Newly released Cormac McCarthy archives now open at Wittliff Collections in San Marcos

Following the October publication of famed author Cormac McCarthy's book "The Passenger," the Wittliff Collections at Texas State University has opened new files containing early drafts of the novel.

"The Passenger" is McCarthy's first new book since he won the Pulitzer Prize for "The Road" in 2007, which was later made into a film in 2009 starring Viggo Mortensen and Kodi Smit-McPhee. 

The Witliff Collections acquired the McCarthy archive in 2007. The newly opened materials trace the decades-long evolution of ‘The Passenger’, including 221 heavily-corrected pages marked "Old First Draft" and 328 pages dated 1991 and 2001 identified as "Old Second Draft," along with a folder of corrected pages from 2004, according to Texas State.

NEW YORK, NY - FEBRUARY 01: Writer Cormac McCarthy attends the HBO Films & The Cinema Society screening of "Sunset Limited" after party at Porter House on February 1, 2011 in New York City. (Photo by Andrew H. Walker/WireImage)

"You can see McCarthy’s early vision, which he later refined and expanded as he completed the novel," said literary curator Steve Davis. "McCarthy worked on ‘The Passenger’ for at least 30 years, and we were obligated to keep the papers sealed until his book was finished and published. We are delighted that we can now share those manuscripts with the rest of the world."

The university says there is already a waiting list for access to the archive. The first scholar, Michael Crews, chair of the Department of Humanities at Regent University, Virginia, arrived the very day "The Passenger" hit bookstores. Crews had earlier made extensive use of the McCarthy archive in writing an acclaimed study, "Books Are Made Out of Books: A Guide to Cormac McCarthy’s Literary Influences".

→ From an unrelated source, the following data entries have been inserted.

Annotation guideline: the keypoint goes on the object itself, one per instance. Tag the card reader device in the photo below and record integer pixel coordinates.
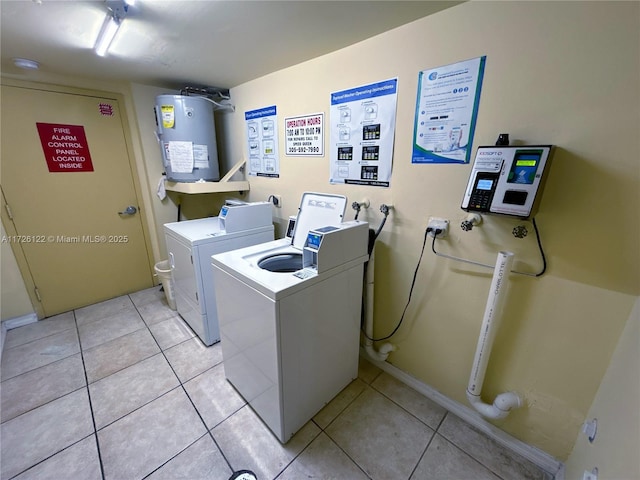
(507, 180)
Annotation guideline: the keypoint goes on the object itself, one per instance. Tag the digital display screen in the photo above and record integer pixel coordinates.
(484, 184)
(524, 167)
(313, 240)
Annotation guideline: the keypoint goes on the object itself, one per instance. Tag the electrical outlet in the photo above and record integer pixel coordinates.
(438, 224)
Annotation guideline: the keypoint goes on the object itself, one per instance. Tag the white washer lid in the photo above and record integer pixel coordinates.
(317, 210)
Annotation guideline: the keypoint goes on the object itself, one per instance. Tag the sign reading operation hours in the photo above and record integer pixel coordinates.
(304, 135)
(65, 147)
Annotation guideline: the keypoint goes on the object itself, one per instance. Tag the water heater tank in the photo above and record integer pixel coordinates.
(187, 136)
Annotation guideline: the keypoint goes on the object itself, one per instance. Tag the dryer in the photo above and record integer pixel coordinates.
(289, 313)
(191, 244)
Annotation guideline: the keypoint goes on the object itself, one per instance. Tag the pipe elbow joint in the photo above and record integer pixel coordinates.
(507, 401)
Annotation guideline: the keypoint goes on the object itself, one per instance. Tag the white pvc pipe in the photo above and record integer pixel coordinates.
(381, 354)
(504, 402)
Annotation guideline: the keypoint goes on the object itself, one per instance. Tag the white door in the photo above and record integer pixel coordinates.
(68, 182)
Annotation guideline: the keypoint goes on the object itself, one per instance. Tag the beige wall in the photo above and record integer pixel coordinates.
(565, 73)
(617, 410)
(14, 300)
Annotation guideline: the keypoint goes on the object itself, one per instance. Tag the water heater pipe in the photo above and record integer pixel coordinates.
(504, 402)
(382, 353)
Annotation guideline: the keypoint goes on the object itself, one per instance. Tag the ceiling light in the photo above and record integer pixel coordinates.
(107, 32)
(117, 11)
(26, 63)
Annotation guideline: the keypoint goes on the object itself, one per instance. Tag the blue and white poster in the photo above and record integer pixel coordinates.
(262, 141)
(446, 112)
(363, 124)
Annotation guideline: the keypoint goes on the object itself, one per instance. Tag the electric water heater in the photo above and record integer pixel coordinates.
(507, 180)
(187, 137)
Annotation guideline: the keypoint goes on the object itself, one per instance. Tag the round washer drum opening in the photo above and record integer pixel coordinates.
(282, 263)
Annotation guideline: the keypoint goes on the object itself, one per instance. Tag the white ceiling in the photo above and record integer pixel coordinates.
(221, 43)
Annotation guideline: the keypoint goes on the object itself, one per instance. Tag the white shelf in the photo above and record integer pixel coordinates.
(224, 185)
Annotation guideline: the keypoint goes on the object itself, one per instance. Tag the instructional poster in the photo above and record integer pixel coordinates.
(446, 111)
(304, 135)
(363, 123)
(262, 140)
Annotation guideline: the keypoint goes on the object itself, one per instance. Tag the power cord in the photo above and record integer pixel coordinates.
(472, 262)
(273, 199)
(413, 283)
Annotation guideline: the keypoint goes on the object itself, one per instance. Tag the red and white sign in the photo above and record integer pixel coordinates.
(65, 147)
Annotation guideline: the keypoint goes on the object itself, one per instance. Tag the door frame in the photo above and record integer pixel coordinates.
(144, 208)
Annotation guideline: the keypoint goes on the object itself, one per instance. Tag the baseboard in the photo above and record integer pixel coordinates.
(538, 457)
(15, 323)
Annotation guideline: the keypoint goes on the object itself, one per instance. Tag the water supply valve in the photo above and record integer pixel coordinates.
(520, 231)
(472, 220)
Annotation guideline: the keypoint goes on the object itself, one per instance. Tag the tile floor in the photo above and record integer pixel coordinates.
(122, 390)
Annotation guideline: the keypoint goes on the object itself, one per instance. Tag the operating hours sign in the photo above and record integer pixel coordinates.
(304, 135)
(65, 147)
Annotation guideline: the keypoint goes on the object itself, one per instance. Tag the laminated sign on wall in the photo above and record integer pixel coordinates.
(262, 142)
(65, 147)
(363, 123)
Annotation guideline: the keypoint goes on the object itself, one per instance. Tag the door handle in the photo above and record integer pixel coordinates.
(130, 210)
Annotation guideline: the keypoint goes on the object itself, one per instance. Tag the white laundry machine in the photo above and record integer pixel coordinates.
(190, 245)
(289, 313)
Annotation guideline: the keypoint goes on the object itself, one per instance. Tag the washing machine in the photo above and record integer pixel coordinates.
(191, 244)
(289, 313)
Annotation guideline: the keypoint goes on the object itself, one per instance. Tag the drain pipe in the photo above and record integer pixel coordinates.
(382, 353)
(504, 402)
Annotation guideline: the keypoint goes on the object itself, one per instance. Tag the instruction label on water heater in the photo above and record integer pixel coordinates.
(262, 142)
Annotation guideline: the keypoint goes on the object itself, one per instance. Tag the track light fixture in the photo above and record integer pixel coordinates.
(116, 12)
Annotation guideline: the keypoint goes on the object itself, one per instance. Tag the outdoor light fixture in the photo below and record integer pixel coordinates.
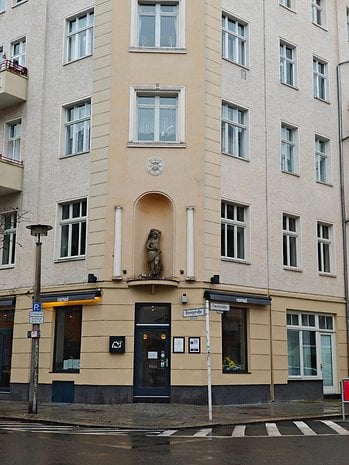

McCarthy has penned a dozen novels including "No Country for Old Men," "All the Pretty Horses," and "Blood Meridian," as well as two plays, five screenplays and three short stories. Since his archive opened to the public in 2009, scholars from around the world have traveled to The Wittliff to study his correspondence and writing processes, says the university. 

The McCarthy Papers contain almost 100 boxes and include research, notes, handwritten and typed drafts, correspondence and other materials documenting the author's almost 60-year career. A Guide to the Cormac McCarthy Papers, 1964-2007, can be accessed online.

The Wittliff Collections are on the seventh floor of the Alkek Library at Texas State in San Marcos.